La lección que aprendieron los pervertidos del pabellón
Todavía recuerdo mis primeros meses como enfermera, cuando cada turno me parecía una pequeña conquista. Curar a la gente me llenaba de una satisfacción que no sabía explicar: una herida bien limpiada, un vendaje firme, la mano temblorosa de un anciano que se calmaba bajo la mía. Sentía que servía para algo, que mi trabajo importaba.
Pero todo oficio tiene su lado sucio, y el mío también lo tenía.

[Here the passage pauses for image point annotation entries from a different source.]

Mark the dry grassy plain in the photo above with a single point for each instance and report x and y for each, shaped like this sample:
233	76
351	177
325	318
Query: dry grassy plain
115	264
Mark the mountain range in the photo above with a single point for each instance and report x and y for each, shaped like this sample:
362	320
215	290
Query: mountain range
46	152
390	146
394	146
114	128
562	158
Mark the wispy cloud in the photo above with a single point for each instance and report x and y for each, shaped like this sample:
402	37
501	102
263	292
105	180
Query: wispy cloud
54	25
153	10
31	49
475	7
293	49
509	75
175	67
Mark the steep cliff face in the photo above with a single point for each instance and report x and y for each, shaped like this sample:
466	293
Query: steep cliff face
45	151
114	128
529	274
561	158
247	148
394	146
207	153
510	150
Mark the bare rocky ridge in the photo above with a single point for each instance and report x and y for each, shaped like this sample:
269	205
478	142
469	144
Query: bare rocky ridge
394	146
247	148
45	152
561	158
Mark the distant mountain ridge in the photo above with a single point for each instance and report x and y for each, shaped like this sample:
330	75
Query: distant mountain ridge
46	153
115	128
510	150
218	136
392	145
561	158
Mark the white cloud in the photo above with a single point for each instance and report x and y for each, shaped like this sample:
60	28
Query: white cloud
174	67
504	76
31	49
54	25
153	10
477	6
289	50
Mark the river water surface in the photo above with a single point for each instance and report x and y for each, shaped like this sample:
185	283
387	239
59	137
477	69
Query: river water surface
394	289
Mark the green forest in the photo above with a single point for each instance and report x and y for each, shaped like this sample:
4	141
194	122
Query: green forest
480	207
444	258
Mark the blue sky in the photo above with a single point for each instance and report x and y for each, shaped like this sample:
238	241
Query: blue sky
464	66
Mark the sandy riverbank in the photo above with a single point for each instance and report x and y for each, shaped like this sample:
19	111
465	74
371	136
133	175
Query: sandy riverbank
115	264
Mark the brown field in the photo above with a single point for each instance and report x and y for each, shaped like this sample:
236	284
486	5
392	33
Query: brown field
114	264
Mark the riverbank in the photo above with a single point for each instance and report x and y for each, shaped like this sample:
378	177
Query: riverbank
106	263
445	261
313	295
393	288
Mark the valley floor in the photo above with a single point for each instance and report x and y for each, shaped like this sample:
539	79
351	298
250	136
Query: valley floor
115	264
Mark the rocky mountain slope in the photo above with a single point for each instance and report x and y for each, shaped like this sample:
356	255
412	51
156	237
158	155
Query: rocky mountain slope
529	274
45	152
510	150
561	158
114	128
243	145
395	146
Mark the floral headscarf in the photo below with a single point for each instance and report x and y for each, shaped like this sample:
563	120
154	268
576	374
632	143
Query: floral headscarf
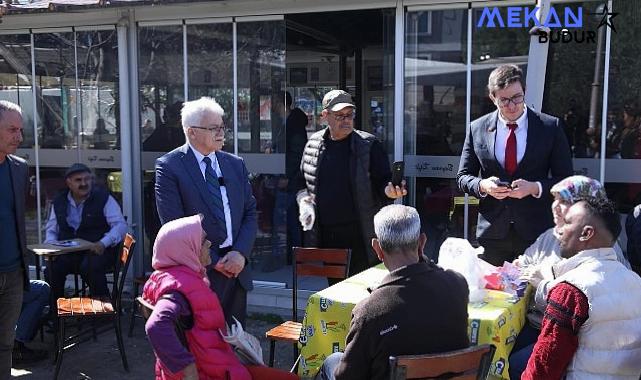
179	242
578	186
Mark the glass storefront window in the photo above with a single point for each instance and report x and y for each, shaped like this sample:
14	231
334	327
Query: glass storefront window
98	80
210	66
55	78
434	123
15	79
261	80
161	76
575	95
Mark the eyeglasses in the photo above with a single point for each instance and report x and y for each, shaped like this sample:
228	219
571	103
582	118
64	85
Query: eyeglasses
349	116
214	128
516	100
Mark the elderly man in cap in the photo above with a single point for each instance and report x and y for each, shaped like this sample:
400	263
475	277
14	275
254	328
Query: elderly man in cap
90	213
346	181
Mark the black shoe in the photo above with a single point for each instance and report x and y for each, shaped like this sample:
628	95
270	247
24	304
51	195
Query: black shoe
22	354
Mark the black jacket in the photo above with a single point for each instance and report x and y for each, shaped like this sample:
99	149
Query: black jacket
547	152
368	181
417	309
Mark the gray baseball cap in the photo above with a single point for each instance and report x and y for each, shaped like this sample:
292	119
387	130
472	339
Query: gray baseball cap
336	100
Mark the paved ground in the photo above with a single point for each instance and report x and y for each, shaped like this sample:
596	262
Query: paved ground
101	359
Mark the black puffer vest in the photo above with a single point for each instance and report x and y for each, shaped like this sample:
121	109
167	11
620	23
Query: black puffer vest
93	224
367	202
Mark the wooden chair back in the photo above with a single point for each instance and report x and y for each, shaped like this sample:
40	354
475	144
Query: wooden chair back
147	308
120	271
466	364
318	262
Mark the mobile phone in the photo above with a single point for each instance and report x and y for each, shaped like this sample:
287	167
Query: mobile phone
504	184
398	171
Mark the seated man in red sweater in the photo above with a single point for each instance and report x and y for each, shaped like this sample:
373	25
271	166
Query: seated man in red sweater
592	324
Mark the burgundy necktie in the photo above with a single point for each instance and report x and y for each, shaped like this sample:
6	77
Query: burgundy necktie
510	150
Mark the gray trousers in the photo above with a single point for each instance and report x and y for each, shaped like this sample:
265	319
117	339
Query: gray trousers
11	292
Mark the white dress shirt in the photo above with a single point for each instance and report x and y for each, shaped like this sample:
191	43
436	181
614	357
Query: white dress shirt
113	215
223	191
502	133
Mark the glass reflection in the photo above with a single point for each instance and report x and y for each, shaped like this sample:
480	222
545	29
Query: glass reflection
160	72
434	118
209	48
15	79
576	95
56	98
623	138
261	78
98	77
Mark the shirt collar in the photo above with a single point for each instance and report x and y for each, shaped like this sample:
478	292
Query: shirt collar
73	201
521	121
406	271
199	156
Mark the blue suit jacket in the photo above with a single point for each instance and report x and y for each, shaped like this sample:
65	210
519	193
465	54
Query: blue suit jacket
547	159
20	178
181	191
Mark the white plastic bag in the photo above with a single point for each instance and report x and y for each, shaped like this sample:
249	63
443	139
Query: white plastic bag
459	255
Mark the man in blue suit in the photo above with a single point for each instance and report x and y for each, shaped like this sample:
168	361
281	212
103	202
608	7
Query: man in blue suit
199	177
510	160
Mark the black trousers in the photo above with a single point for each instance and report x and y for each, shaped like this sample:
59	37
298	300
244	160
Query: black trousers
347	235
507	249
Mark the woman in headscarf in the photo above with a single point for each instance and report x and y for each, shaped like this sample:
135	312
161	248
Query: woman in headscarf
536	263
179	290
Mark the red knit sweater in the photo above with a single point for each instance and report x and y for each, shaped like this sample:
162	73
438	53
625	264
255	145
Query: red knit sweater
566	312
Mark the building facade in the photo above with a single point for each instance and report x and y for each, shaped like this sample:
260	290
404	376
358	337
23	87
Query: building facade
103	84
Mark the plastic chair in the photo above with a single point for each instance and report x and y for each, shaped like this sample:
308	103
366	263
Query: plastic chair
91	307
319	262
466	364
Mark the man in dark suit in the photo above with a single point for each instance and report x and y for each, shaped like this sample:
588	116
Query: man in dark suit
199	177
14	277
510	160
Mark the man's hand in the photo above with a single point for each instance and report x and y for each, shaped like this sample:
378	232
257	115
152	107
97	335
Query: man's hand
306	211
522	188
233	263
98	248
489	186
190	372
394	192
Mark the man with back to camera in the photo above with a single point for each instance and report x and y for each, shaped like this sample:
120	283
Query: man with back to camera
506	162
387	323
87	212
592	323
14	276
199	177
346	181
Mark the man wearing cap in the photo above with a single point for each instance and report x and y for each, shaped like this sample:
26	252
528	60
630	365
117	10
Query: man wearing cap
90	213
346	181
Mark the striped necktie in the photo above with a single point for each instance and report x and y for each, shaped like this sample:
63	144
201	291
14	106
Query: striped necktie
216	198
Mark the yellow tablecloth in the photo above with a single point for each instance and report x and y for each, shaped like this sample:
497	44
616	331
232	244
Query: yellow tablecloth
496	321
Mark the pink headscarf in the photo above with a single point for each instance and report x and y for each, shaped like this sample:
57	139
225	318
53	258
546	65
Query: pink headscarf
179	242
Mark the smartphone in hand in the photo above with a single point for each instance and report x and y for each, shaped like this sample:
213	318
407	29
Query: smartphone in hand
398	172
504	184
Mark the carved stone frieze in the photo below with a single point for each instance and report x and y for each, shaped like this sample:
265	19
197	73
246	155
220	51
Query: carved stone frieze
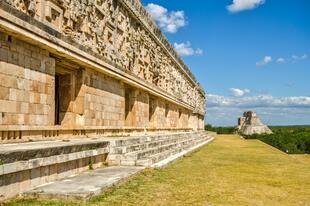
108	28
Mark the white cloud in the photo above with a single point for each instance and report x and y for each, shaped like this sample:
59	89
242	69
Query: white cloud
199	51
266	60
169	21
185	49
239	92
299	58
241	5
257	101
224	111
280	60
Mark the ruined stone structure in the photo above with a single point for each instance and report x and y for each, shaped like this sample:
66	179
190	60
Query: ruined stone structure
81	71
250	124
87	68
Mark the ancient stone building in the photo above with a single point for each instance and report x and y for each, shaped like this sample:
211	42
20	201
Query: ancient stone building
73	73
88	68
251	124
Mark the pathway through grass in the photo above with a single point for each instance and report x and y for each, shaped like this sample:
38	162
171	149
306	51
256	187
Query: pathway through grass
229	171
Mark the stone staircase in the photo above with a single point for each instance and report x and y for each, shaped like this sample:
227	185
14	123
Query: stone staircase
146	151
48	165
27	165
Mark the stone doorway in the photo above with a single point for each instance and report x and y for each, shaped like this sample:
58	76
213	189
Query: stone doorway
129	107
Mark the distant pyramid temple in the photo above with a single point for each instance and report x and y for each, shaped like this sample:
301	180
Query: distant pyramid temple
250	124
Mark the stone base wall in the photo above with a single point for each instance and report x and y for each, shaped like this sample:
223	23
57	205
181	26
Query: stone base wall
18	182
26	83
104	100
90	103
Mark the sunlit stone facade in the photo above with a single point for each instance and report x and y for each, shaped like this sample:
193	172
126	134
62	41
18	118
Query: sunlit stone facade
82	68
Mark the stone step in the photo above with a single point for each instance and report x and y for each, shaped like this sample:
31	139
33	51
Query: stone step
146	145
146	162
151	138
147	152
27	165
83	186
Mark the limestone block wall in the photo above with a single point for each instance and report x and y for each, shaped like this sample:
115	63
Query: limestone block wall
173	116
193	121
141	108
161	114
26	84
183	118
104	101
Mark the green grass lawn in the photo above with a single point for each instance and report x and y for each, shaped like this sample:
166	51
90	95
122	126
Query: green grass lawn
229	171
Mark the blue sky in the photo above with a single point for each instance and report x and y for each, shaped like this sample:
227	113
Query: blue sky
247	54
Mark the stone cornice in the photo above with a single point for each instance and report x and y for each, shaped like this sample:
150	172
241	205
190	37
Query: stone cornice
143	16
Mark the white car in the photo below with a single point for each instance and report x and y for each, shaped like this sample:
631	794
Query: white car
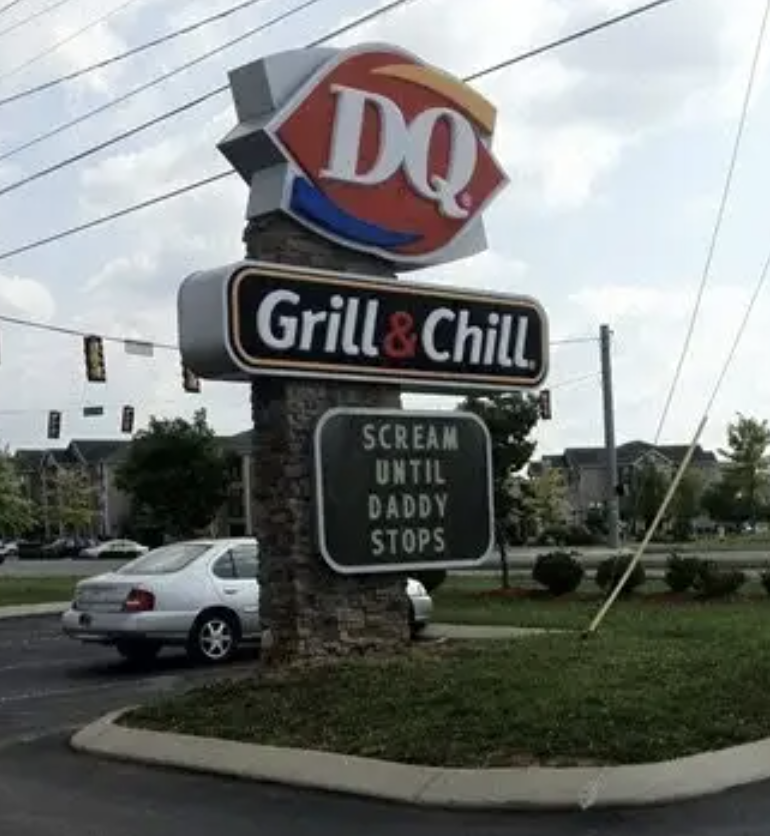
199	594
118	548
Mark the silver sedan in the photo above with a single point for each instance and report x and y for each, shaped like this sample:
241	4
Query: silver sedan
198	594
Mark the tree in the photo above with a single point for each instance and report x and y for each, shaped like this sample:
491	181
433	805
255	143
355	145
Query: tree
686	503
17	514
177	472
73	508
510	418
723	504
545	496
747	468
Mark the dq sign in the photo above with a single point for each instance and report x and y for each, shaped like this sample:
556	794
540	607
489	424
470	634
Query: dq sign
382	153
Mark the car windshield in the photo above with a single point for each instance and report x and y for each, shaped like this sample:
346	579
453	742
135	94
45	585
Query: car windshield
165	560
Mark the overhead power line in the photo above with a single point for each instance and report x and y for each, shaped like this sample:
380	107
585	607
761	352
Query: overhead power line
34	16
78	120
198	184
726	189
129	53
568	39
76	332
8	6
222	89
64	41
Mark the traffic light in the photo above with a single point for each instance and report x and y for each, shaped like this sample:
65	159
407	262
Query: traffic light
96	368
544	404
127	420
54	424
190	381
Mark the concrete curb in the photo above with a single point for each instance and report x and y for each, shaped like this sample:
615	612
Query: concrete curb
29	610
515	789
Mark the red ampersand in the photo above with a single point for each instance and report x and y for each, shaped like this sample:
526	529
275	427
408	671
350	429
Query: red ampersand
400	343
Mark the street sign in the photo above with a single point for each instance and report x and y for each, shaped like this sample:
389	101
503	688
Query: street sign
255	318
400	491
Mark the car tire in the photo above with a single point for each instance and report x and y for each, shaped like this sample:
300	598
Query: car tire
138	652
214	637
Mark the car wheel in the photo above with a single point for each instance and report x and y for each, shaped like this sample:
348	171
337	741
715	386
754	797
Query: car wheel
138	652
214	638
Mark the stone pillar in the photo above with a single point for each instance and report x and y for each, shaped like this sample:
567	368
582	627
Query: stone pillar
309	611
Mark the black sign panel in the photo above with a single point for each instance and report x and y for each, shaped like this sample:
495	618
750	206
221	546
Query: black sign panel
401	491
294	321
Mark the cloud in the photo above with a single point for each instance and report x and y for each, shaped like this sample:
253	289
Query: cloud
589	133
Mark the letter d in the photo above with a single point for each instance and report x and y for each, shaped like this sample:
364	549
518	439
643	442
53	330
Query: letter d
375	507
346	137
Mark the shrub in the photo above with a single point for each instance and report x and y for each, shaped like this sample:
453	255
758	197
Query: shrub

El lado sucio se llamaba la hora del baño. Bañar a los pacientes que ya no podían valerse solos implicaba lavarlo todo, y cuando digo todo, es exactamente todo: la espalda, los pliegues, los pies, y también la polla arrugada, los huevos colgantes y el culo peludo que quedaban bajo la sábana cuando se la retiraba. Con la mayoría no había problema. Con algunos, en cambio, el agua tibia y la esponja eran una invitación que ellos aprovechaban sin el menor pudor.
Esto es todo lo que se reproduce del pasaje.